Modular extensions of unitary braided fusion categories and 2+1D topological/SPT orders with symmetries

TL;DR

This paper classifies 2+1D topological and SPT orders with finite symmetries using modular tensor categories and their extensions, revealing algebraic structures and connections to known classifications.

Contribution

It introduces a framework for classifying topological orders with symmetries via modular extensions, establishing their algebraic properties and relations to existing theories.

Findings

The set of modular extensions of a symmetric fusion category forms a finite abelian group.

Modular extensions of a category form a torsor under the group of extensions of the symmetry category.

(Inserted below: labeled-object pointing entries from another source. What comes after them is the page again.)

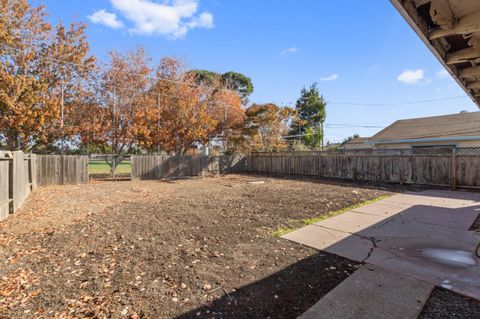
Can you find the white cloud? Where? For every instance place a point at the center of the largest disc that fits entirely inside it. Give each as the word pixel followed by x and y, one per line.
pixel 291 50
pixel 106 18
pixel 411 76
pixel 331 77
pixel 442 74
pixel 171 18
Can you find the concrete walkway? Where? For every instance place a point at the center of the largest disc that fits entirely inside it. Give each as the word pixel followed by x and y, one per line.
pixel 421 235
pixel 372 293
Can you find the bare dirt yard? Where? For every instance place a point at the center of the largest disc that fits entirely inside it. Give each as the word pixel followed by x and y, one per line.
pixel 197 248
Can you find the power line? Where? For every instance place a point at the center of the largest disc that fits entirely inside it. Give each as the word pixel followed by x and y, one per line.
pixel 400 103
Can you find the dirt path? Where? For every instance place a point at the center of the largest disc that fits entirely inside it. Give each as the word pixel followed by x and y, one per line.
pixel 198 248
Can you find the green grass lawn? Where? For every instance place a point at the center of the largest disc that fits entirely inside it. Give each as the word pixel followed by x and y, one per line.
pixel 101 167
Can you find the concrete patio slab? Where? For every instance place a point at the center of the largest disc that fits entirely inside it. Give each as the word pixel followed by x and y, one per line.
pixel 372 292
pixel 316 237
pixel 383 208
pixel 426 238
pixel 438 201
pixel 351 221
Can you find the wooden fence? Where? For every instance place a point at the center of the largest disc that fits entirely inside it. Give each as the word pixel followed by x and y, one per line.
pixel 62 169
pixel 159 167
pixel 439 170
pixel 17 180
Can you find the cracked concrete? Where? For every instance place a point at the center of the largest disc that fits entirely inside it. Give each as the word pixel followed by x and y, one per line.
pixel 422 235
pixel 371 293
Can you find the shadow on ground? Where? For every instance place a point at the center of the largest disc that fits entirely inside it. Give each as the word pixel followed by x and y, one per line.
pixel 285 294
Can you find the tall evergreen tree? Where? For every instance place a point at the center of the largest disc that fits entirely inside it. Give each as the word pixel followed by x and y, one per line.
pixel 311 110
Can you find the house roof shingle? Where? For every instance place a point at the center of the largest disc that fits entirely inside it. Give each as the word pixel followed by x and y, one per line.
pixel 462 124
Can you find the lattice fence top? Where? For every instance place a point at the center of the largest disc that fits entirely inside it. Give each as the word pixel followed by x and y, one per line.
pixel 418 151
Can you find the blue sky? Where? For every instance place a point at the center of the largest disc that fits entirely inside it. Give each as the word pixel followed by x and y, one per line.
pixel 359 51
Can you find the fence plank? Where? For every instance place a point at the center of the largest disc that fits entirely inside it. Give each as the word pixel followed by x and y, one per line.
pixel 160 166
pixel 61 169
pixel 421 169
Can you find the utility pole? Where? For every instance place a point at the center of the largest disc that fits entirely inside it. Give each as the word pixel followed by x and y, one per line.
pixel 61 119
pixel 114 135
pixel 158 124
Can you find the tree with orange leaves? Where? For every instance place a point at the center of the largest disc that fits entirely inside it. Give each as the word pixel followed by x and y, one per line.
pixel 36 65
pixel 122 107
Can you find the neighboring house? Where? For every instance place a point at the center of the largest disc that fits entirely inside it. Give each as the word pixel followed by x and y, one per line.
pixel 446 131
pixel 357 144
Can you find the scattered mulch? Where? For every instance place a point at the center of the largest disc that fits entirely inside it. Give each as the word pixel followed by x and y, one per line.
pixel 476 225
pixel 445 303
pixel 197 248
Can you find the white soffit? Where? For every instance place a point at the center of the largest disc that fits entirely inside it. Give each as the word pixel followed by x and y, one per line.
pixel 451 30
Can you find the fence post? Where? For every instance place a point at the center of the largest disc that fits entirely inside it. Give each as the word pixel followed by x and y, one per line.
pixel 354 157
pixel 402 168
pixel 454 170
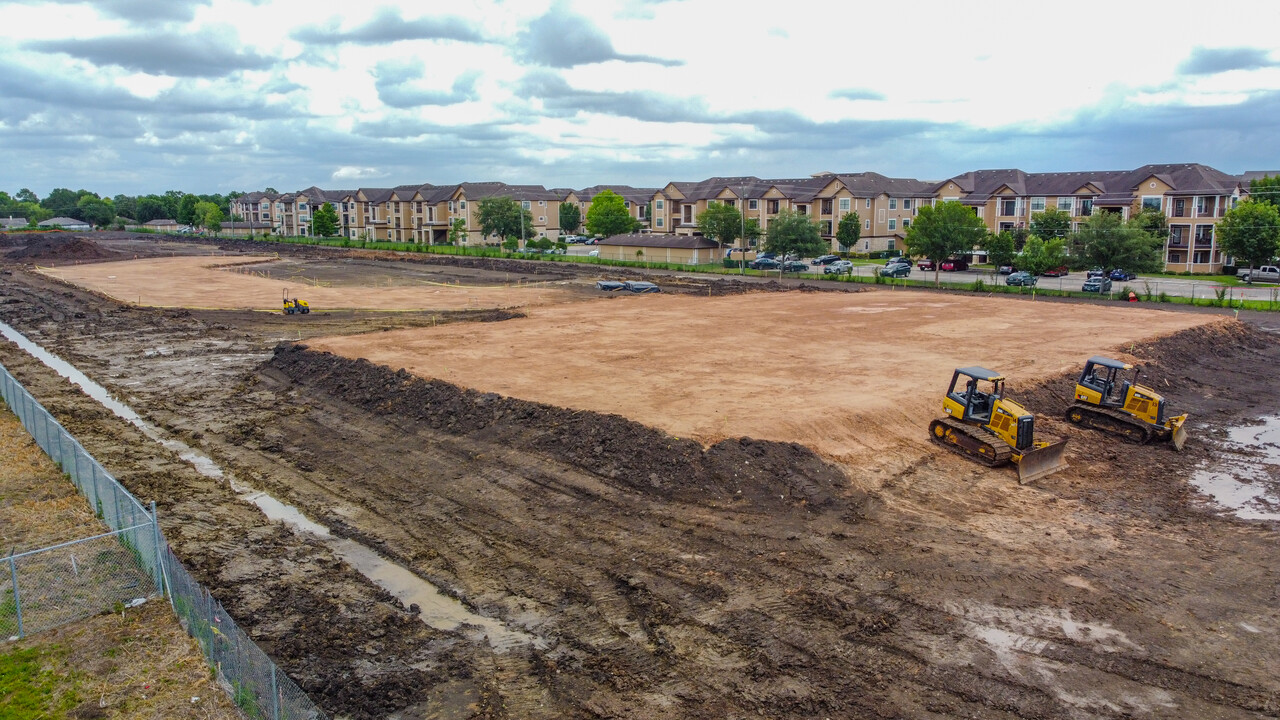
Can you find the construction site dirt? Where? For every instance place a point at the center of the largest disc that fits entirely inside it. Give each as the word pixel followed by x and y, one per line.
pixel 786 545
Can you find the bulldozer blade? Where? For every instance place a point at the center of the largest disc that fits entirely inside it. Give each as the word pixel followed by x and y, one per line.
pixel 1179 425
pixel 1042 461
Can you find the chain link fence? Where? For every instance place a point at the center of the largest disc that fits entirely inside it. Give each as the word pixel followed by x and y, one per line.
pixel 45 588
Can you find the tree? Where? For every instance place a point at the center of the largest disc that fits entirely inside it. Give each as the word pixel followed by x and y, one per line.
pixel 457 231
pixel 608 215
pixel 794 232
pixel 944 229
pixel 1261 190
pixel 1105 241
pixel 1040 255
pixel 502 217
pixel 1051 223
pixel 849 231
pixel 1251 232
pixel 721 222
pixel 186 214
pixel 95 210
pixel 1001 249
pixel 324 223
pixel 571 218
pixel 208 215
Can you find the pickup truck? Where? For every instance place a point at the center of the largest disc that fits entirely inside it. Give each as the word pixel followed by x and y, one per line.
pixel 1262 273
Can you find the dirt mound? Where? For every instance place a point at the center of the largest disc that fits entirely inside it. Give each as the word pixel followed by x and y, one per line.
pixel 621 451
pixel 60 247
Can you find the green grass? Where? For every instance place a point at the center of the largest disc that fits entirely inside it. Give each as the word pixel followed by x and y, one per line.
pixel 27 689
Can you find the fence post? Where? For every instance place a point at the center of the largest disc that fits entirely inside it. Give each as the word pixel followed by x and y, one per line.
pixel 17 601
pixel 155 541
pixel 275 696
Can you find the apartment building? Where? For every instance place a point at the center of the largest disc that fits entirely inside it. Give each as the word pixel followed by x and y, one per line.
pixel 635 199
pixel 1193 199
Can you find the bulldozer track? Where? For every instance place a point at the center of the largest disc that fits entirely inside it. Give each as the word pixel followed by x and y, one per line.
pixel 1111 422
pixel 972 442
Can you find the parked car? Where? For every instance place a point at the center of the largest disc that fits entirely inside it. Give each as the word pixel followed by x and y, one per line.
pixel 896 270
pixel 1262 273
pixel 1097 285
pixel 1019 278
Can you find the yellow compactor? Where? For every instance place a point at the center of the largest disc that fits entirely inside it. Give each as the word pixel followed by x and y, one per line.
pixel 1107 401
pixel 984 425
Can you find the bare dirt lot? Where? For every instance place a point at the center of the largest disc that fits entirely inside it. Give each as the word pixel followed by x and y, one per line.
pixel 845 374
pixel 668 578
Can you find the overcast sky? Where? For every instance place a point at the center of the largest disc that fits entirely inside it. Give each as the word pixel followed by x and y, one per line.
pixel 142 96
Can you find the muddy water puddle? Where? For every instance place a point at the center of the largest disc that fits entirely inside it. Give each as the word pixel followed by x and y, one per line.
pixel 435 609
pixel 1247 478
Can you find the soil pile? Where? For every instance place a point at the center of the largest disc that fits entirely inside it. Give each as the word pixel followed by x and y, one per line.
pixel 621 451
pixel 53 247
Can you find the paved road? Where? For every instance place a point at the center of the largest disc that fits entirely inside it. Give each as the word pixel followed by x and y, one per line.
pixel 1178 287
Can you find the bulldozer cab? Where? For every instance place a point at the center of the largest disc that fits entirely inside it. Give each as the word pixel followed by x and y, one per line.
pixel 1097 383
pixel 969 399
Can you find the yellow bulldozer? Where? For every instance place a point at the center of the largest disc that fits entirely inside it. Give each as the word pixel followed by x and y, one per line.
pixel 1107 401
pixel 987 427
pixel 295 305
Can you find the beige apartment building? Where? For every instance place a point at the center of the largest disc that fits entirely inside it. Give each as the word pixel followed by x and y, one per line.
pixel 1193 197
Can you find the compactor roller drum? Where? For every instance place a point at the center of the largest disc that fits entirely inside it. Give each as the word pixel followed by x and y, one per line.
pixel 986 427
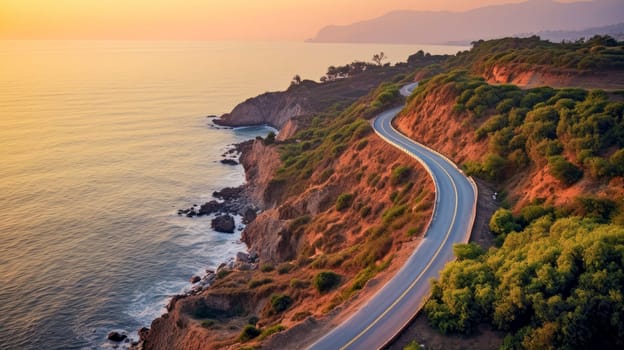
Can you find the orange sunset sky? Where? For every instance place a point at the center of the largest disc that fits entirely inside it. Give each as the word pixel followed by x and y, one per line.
pixel 198 19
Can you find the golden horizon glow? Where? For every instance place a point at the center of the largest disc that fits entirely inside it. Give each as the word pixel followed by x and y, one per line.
pixel 199 19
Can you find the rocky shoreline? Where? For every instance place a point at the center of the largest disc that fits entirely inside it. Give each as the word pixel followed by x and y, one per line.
pixel 227 203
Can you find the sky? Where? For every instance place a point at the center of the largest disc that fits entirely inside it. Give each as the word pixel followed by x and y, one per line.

Connections to group cohomology and Kitaev's 16-fold way are explicitly explained.

Abstract

A finite bosonic or fermionic symmetry can be described uniquely by a symmetric fusion category $\mathcal{E}$. In this work, we propose that 2+1D topological/SPT orders with a fixed finite symmetry $\mathcal{E}$ are classified, up to $E_8$ quantum Hall states, by the unitary modular tensor categories $\mathcal{C}$ over $\mathcal{E}$ and the modular extensions of each $\mathcal{C}$. In the case $\mathcal{C}=\mathcal{E}$, we prove that the set $\mathcal{M}_{ext}(\mathcal{E})$ of all modular extensions of $\mathcal{E}$ has a natural structure of a finite abelian group. We also prove that the set $\mathcal{M}_{ext}(\mathcal{C})$ of all modular extensions of $\mathcal{C}$, if not empty, is equipped with a natural $\mathcal{M}_{ext}(\mathcal{E})$-action that is free and transitive. Namely, the set $\mathcal{M}_{ext}(\mathcal{C})$ is an $\mathcal{M}_{ext}(\mathcal{E})$-torsor. As special cases, we explain in details how the group $\mathcal{M}_{ext}(\mathcal{E})$ recovers the well-known group-cohomology classification of the 2+1D bosonic SPT orders and Kitaev's 16 fold ways. We also discuss briefly the behavior of the group $\mathcal{M}_{ext}(\mathcal{E})$ under the symmetry-breaking processes and its relation to Witt groups.